How to Train Your AI PA: A Novel Approach to Timeline Evaluation and Inference


We address the issue of timeline evaluation and inference on timeline models. We develop an exciting new framework for evaluation, and argue for its theoretical soundness. We also improve upon the state-of-the-art in terms of model inference. We make the first attempts in the literature to apply variational inference methods to the timeline generation problem. In doing so we obtain results that are competitive in terms of the timelines generated with speed-ups of an order of magnitude.


We live in a time where information is more readily available in greater quantities than ever before. The question is how do me make the best use of it? One recent method for summarising massive amounts of data and presenting it in an accessible way is timeline generation.

Timeline generation (TLG) is a way of representing a large amount of temporally dependent information concisely. It is query driven; we retrieve a corpus of text linked to some entity, event or other term. We then select a number of the constituent sentences, timestamp them and return them as output (Fig 1). The canonical TLG model makes this selection by fitting a topic model over the corpus. This is used to cluster these articles into stories. The most relevant of these stories are selected and summarised through some flavour of sentence-selection. It can be seen as a generalisation of the multi-document summarisation task, where we have introduced temporal dependency and structure.

In this paper, we first outline the canonical timeline generation model. We look at several domains where it has been applied, as well as its statistical foundation. Through surveying the current body of work for this model, we define two fundamental issues with current implementations: namely the process by which timelines are evaluated and how inference is performed.

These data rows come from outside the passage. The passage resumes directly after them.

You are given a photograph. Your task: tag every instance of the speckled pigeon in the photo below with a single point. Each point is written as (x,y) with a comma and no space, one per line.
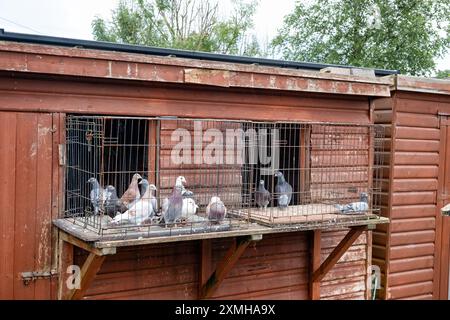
(283,190)
(262,195)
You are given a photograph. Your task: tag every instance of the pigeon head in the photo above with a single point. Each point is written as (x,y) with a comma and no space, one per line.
(180,181)
(280,176)
(110,188)
(92,181)
(215,199)
(363,197)
(143,182)
(137,177)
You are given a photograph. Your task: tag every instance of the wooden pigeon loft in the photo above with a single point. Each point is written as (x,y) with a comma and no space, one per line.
(328,166)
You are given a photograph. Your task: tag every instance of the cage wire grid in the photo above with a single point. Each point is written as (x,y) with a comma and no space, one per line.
(329,166)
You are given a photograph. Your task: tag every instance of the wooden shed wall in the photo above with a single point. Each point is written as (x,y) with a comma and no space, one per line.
(28,188)
(408,248)
(275,268)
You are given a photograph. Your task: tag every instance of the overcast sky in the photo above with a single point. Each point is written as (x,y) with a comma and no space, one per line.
(72,18)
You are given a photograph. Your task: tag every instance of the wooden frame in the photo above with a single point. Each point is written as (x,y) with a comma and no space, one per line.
(90,267)
(319,271)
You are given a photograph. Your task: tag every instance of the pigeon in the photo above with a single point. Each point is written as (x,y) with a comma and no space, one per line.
(144,184)
(132,194)
(216,210)
(360,206)
(174,206)
(284,191)
(141,210)
(262,196)
(189,208)
(179,182)
(97,195)
(112,202)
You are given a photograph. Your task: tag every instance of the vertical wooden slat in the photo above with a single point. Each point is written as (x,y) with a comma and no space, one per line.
(205,262)
(25,219)
(43,240)
(57,192)
(315,250)
(7,199)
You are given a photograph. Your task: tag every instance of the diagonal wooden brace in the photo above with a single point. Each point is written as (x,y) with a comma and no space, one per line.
(90,267)
(337,253)
(233,254)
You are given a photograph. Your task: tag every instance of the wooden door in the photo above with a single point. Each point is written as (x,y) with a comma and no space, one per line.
(26,188)
(443,222)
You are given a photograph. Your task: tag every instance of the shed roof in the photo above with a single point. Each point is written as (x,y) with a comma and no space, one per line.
(59,56)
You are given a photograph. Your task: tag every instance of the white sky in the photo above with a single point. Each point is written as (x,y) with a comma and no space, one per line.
(72,18)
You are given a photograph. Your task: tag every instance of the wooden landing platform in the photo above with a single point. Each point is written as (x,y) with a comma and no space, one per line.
(136,236)
(316,213)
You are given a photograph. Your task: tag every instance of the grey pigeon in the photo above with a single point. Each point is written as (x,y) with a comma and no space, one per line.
(132,194)
(283,190)
(216,210)
(97,195)
(360,206)
(150,195)
(180,181)
(173,212)
(262,195)
(113,205)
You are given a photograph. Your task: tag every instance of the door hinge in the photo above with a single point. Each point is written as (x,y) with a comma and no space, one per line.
(29,276)
(62,154)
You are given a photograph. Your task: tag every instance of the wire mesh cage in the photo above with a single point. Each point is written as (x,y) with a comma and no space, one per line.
(168,176)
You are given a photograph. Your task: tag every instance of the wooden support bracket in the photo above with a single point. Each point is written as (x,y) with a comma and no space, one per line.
(337,253)
(237,248)
(90,267)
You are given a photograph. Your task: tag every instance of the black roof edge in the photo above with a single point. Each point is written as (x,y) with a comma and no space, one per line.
(110,46)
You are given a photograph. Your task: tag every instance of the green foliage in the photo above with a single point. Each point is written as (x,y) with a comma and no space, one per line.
(183,24)
(407,35)
(443,74)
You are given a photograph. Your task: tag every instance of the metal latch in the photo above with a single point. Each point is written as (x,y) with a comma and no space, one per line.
(29,276)
(62,154)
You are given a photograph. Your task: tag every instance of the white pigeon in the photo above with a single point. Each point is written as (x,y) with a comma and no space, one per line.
(179,182)
(98,195)
(360,206)
(141,210)
(189,207)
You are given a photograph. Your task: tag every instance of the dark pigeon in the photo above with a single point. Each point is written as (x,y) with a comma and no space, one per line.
(216,210)
(174,206)
(97,195)
(283,190)
(113,205)
(262,195)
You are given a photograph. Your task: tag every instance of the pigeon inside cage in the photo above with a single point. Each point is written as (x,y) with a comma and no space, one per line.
(216,175)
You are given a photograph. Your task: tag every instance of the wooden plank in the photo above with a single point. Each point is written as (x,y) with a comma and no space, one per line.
(224,266)
(25,213)
(65,259)
(337,253)
(315,250)
(8,125)
(415,197)
(85,245)
(89,270)
(417,133)
(205,262)
(43,240)
(415,120)
(407,172)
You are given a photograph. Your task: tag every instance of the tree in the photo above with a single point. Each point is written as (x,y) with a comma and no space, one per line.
(406,35)
(182,24)
(443,74)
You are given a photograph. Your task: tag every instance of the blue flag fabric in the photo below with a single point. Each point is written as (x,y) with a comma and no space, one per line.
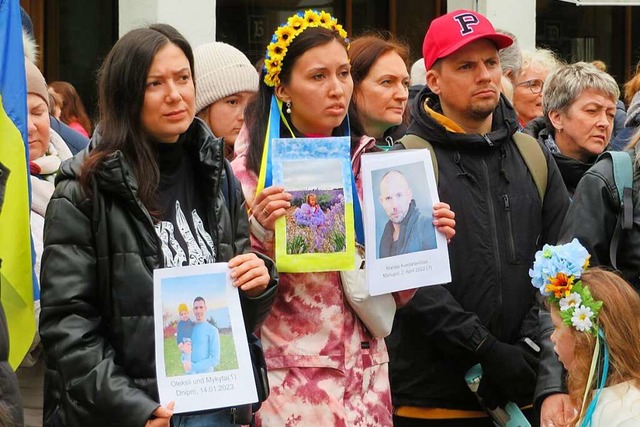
(17,274)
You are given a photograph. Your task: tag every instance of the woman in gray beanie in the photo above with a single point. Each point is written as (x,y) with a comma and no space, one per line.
(225,83)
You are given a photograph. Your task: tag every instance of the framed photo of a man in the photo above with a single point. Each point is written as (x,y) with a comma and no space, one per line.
(403,249)
(317,233)
(403,217)
(202,354)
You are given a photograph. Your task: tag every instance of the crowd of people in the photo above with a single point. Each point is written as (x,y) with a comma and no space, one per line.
(180,149)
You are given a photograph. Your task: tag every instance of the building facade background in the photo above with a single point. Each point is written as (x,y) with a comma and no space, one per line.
(75,35)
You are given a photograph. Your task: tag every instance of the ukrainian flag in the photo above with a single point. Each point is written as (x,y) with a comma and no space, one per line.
(17,277)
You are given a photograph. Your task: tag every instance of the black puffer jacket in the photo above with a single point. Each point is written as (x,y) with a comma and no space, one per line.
(500,223)
(571,169)
(97,286)
(593,215)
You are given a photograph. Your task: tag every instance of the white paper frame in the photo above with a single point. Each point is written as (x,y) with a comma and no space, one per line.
(409,270)
(219,389)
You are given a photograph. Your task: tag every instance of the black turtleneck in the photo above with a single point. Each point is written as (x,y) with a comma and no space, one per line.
(183,227)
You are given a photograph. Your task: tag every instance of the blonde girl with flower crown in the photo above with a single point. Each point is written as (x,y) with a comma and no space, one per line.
(324,367)
(596,315)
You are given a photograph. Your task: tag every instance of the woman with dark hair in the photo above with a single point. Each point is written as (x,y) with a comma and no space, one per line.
(380,89)
(72,111)
(324,367)
(152,190)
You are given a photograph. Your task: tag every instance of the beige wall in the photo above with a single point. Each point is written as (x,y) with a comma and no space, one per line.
(515,16)
(195,19)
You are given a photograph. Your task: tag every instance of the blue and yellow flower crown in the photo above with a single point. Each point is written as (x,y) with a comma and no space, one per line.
(556,273)
(284,35)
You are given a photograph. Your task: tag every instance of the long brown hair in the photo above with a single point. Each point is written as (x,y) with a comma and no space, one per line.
(72,108)
(364,53)
(632,86)
(257,112)
(619,318)
(121,89)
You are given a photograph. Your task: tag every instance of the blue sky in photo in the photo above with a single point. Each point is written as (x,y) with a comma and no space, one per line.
(312,163)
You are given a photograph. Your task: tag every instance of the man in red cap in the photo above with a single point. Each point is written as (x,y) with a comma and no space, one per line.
(509,200)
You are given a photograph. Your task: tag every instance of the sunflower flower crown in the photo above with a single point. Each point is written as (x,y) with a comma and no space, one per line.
(287,32)
(556,273)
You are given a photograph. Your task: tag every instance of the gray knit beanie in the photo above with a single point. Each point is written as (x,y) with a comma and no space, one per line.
(221,70)
(35,81)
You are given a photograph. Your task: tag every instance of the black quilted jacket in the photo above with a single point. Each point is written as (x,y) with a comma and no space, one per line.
(97,286)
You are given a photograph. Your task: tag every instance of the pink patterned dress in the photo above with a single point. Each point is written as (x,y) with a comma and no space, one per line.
(324,367)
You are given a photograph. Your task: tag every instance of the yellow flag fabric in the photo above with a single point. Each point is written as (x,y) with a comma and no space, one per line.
(17,278)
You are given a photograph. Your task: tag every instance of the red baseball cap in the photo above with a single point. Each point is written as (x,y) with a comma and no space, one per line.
(452,31)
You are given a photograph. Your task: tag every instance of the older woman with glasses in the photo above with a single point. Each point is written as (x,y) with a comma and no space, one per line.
(527,90)
(579,103)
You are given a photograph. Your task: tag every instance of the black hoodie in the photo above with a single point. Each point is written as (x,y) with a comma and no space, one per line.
(571,169)
(500,223)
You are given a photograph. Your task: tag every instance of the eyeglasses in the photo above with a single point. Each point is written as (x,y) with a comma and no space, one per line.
(535,85)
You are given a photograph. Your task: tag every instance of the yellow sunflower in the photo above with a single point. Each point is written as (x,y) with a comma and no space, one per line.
(560,285)
(340,31)
(277,50)
(285,34)
(325,19)
(298,23)
(312,18)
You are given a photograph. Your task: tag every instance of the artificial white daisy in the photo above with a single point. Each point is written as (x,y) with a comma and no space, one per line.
(581,318)
(573,300)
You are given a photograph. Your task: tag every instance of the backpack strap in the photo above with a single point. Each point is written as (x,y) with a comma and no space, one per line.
(535,160)
(623,178)
(411,141)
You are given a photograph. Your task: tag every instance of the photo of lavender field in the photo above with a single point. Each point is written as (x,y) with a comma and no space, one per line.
(316,226)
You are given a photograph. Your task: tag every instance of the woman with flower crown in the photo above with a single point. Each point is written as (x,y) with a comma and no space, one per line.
(597,329)
(324,367)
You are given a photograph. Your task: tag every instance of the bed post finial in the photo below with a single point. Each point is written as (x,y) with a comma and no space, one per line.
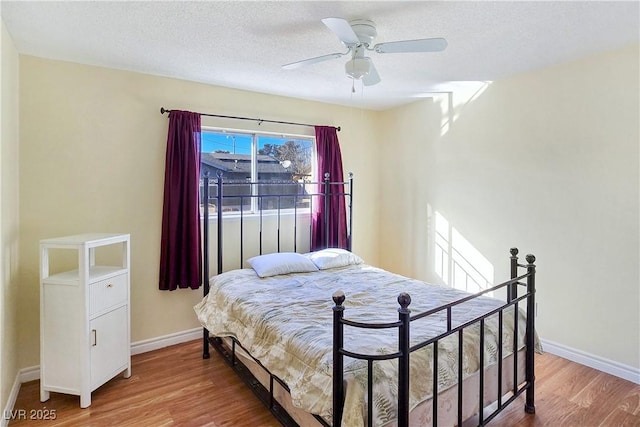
(338,297)
(404,299)
(529,406)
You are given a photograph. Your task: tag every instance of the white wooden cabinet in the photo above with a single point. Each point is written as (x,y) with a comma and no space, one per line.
(84,317)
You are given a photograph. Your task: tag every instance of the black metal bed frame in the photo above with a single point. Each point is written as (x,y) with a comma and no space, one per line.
(405,318)
(405,349)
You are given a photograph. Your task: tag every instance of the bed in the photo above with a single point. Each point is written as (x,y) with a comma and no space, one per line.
(326,339)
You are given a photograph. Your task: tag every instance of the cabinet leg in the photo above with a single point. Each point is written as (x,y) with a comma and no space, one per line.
(85,400)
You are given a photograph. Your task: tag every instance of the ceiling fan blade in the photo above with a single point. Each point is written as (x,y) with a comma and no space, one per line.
(372,77)
(342,29)
(421,45)
(304,62)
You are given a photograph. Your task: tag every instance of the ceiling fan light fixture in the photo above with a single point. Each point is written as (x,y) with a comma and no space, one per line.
(357,68)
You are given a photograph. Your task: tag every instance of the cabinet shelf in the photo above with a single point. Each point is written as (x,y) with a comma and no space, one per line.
(72,277)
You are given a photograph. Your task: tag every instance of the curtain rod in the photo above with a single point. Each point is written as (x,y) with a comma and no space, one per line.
(164,110)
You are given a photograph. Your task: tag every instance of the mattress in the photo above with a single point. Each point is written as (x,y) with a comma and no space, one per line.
(286,323)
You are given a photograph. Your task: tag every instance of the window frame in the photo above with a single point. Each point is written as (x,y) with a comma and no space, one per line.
(255,135)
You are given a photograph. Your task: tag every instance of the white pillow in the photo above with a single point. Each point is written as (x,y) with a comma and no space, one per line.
(334,258)
(281,263)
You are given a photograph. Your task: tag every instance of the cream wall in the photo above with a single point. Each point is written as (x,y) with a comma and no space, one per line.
(9,288)
(92,147)
(546,161)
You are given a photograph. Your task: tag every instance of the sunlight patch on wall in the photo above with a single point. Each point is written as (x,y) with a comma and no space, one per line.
(457,262)
(453,97)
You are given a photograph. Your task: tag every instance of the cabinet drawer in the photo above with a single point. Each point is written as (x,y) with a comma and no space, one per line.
(107,293)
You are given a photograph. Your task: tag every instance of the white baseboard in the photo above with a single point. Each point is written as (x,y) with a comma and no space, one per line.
(620,370)
(33,373)
(157,343)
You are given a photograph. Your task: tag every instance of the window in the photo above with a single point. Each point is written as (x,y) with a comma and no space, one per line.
(248,161)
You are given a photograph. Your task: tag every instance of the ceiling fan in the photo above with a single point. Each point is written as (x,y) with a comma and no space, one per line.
(357,36)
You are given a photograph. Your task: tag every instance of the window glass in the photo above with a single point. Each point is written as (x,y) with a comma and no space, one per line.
(250,161)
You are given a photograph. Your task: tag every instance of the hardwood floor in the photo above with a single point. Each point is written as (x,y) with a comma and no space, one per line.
(174,386)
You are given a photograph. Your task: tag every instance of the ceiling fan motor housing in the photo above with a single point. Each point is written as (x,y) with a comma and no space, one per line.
(365,30)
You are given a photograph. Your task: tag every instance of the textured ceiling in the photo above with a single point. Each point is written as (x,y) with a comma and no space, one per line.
(243,44)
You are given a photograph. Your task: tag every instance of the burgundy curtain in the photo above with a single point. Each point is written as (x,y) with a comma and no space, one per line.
(329,161)
(180,252)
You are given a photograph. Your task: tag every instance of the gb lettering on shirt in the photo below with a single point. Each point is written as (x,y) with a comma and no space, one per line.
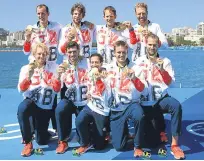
(125,85)
(52,37)
(112,38)
(42,95)
(68,77)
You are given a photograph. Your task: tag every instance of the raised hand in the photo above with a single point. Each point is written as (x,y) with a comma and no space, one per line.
(128,24)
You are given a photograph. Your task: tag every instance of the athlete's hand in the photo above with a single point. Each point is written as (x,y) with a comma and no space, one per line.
(128,24)
(89,25)
(145,32)
(61,69)
(31,68)
(160,63)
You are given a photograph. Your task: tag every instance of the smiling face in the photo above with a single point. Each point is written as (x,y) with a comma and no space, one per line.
(121,53)
(40,56)
(141,14)
(42,15)
(95,62)
(152,47)
(73,54)
(109,17)
(77,16)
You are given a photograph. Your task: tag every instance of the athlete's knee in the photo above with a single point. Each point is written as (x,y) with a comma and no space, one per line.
(61,107)
(177,107)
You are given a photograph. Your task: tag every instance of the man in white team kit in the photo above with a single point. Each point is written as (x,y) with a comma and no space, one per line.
(107,35)
(47,32)
(75,78)
(127,84)
(39,84)
(142,29)
(159,74)
(78,31)
(44,31)
(91,121)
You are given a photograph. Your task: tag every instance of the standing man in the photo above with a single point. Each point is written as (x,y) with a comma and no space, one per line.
(127,85)
(159,74)
(39,83)
(74,76)
(142,29)
(107,35)
(78,31)
(44,31)
(97,110)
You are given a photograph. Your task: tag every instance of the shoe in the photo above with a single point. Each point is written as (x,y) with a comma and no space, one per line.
(131,136)
(62,147)
(108,138)
(163,137)
(83,149)
(27,150)
(177,152)
(138,152)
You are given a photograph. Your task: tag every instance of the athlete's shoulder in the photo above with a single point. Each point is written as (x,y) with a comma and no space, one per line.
(166,60)
(100,27)
(24,68)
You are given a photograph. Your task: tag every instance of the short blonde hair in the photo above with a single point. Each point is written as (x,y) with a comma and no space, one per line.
(39,45)
(80,7)
(141,5)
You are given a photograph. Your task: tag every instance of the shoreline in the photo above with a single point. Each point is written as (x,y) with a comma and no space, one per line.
(12,50)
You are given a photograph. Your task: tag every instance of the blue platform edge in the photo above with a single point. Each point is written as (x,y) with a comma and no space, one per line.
(191,141)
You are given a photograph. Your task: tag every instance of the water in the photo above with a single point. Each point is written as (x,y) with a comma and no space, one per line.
(188,66)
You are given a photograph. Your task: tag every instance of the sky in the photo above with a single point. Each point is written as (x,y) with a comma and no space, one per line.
(15,15)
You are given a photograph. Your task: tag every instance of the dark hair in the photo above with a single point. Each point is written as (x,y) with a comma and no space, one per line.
(97,55)
(72,44)
(110,8)
(153,36)
(43,5)
(120,43)
(141,5)
(80,7)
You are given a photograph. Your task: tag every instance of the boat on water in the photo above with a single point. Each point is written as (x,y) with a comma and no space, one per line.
(191,141)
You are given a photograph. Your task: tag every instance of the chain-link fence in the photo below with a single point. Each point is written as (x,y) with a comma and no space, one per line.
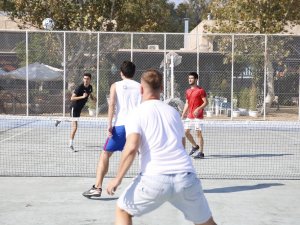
(246,76)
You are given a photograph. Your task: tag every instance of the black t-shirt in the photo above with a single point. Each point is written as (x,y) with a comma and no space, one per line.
(79,104)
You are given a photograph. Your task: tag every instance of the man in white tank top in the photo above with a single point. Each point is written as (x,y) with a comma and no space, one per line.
(155,130)
(124,96)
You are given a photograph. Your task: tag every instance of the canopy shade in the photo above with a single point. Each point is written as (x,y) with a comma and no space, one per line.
(36,72)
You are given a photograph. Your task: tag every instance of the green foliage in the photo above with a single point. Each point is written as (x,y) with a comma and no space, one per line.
(105,15)
(243,100)
(253,98)
(245,16)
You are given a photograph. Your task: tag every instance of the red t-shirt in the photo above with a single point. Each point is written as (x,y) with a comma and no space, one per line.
(194,97)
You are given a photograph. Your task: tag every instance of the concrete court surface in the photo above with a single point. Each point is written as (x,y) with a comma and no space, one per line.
(58,201)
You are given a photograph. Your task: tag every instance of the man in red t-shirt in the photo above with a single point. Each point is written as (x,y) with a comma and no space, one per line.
(194,108)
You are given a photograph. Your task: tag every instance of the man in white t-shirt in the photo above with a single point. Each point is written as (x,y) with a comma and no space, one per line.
(124,96)
(155,130)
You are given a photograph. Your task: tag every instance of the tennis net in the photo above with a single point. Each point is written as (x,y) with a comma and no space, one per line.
(34,146)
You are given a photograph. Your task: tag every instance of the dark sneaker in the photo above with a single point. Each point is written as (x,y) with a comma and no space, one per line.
(93,192)
(200,155)
(194,149)
(72,149)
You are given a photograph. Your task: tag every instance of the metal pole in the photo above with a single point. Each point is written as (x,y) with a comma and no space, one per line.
(27,78)
(131,52)
(98,68)
(165,71)
(64,86)
(172,76)
(265,78)
(299,96)
(232,74)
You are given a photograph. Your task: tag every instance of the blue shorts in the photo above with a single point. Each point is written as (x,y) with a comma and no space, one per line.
(117,141)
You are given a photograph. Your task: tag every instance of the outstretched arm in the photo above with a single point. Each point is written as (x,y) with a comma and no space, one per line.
(185,109)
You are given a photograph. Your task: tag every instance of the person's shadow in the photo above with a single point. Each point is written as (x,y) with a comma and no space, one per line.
(241,188)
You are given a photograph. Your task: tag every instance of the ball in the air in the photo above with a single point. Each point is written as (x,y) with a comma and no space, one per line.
(48,24)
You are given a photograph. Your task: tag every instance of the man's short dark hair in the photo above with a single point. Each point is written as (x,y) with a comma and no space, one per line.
(87,75)
(194,74)
(128,69)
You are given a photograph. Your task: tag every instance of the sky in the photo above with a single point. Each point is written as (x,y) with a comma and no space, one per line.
(177,1)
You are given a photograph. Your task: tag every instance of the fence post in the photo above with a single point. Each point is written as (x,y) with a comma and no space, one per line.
(232,74)
(64,86)
(265,76)
(27,78)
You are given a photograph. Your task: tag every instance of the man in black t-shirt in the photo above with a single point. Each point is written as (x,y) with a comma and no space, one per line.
(78,99)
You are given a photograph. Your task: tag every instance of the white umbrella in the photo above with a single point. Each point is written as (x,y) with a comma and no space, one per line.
(36,72)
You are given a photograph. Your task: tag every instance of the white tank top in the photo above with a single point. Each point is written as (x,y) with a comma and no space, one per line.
(128,97)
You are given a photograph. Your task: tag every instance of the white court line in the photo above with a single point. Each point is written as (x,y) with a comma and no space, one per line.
(11,137)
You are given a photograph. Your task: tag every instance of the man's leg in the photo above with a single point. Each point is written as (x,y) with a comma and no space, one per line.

Our paper offers novel and rigorous solutions to both of these issues. We provide an innovative and scientifically-rigourous framework for evaluating the quality of a timeline. We also develop a novel method for performing inference on the timeline models. We use the former to evaluate the latter, and present our full methodological design and results. Finally we include two appendices., The first outlines the development and evaluation of our baseline model, which is an intergral part of the entire evaluative process but nevertheless distinct from the rest of the paper. The second covers the ROUGE metric in more detail.

Example of Timeline for the Entity 'Obama'


Timeline generation has been applied in a range of domains.

Single-document variations of the TLG model have been applied to Wikipedia and Wikinews articles (Bauer 2015, Minard 2015). The single-document nature of the task is characterised by a focus on the summarisation and selection tasks over clustering. Timelines took the form of timestamped subsets of the document sentences. A similar approach has been applied to Twitter feeds; Hong et al. applied a single-document version of the TLG model to a user's tweet-history (Hong 2011).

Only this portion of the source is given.